4-Screenshots of all the speeds you were using in whatever software.

Image 1

Pen mount

letter size

letter close up

Gantry

Whole setup

X axis

My machine is ~120mm of Z travel… way more then I need that I know. Not sure if that matters at all when it just moving with nothing on the Z.

1" Stainless closet rails. 60" long.

I printed and configured and bought all my own components. Tuned as per the specs you have listed through out the site.

Most of the time I am using a 6 watt laser with a small chinese heatsink and 40mm fan. no appreciable weight compared to a router. Yes it hangs down several inches when engraving but like i said the problem occurs with 0 weight.

speeds i use are typically 600-1200 mm/min.
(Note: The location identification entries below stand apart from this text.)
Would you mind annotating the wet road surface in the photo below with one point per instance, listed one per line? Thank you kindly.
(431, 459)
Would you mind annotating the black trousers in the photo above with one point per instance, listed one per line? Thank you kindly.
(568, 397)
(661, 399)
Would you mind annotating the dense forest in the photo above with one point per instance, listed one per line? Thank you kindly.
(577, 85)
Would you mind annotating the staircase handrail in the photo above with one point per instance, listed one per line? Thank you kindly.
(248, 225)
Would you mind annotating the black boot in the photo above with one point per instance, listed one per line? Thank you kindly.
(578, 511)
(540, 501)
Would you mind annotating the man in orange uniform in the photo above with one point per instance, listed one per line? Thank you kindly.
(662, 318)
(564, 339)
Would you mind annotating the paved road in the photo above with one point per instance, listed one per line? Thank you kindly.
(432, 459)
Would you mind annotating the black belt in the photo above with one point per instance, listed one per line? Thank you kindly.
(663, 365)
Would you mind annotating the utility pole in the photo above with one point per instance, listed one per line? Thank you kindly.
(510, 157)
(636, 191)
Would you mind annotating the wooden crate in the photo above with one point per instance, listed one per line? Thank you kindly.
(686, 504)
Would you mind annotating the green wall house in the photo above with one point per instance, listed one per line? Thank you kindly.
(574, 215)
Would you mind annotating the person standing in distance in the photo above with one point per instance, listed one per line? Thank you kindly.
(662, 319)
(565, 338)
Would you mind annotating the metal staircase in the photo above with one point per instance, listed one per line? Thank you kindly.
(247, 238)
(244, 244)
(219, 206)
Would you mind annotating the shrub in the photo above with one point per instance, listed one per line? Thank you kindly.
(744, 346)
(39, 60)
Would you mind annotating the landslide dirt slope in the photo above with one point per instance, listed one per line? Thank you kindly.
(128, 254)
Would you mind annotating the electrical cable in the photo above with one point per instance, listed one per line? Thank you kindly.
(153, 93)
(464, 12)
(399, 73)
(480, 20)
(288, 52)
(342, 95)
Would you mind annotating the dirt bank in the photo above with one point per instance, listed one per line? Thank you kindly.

My problem happens regardless of directional travel. Happens in X, Y and diagonal movement.

The only thing I cannot spin by hand is the long 5" tension bolt down thru the xyz axis. the hole is kinda tight. All bolts on the rollers, and x y center pieces I can spin by hand.

I do believe that it may have something to do with over all size. as it seems that when it starts the vibrating that the rails are bending slightly but the could be an optical illusion from the vibrating itself. But just straight rolling with no load should be smooth.

I have my self pretty well convinced it has to be a couple bad bearings.

Let me suggest the following experiment to separate physical origin from logical origin:

  1. create a sample job, e.g. a drawing
  2. remove any zeroing from the gcode, if any
  3. run the job
  4. shift the logical zero a few millimeters by manualy moving the gantry and issuing G92 (or just restarting arduino)
  5. rerun the same job and compare the artifact positions
    If the artifacts stays with physical origin, the problem is attached to the frame - rails, bearings, etc. If the artifacts move to the new origin and stays in the same place relative to the job, the problem is attached to the firmware

I would believe it if was firmware the problem would be more wide spread as I am using the stock RC7 image from here just changed my sizes to fit my machine and steps per mm because I switched to 1/8 stepping.

1/8th stepping means curves will have a stair step. you should use at least 16th.

When I first built this I tested this, I made as large a circle as would fit in my machine and drew it. Then kept lowering the steps until I could see an issue, at 1.8th I saw stair stepping.

Hmmmm…does it seem better?

Better print

1-25.4mm SS Tubing. Leg height 40mm of tubing exposed. Scratch board to bottom of XYZ assembly 85mm.

2-Picture of your machine attached.

3-gcode file of what I was cutting (not drawing) is attached.

4-Screenshots attached.

Plus more videos and pics… MPCNC Jittering Diagonal Issue

Did I miss anything?

…Files are uploading at the moment. May take some time.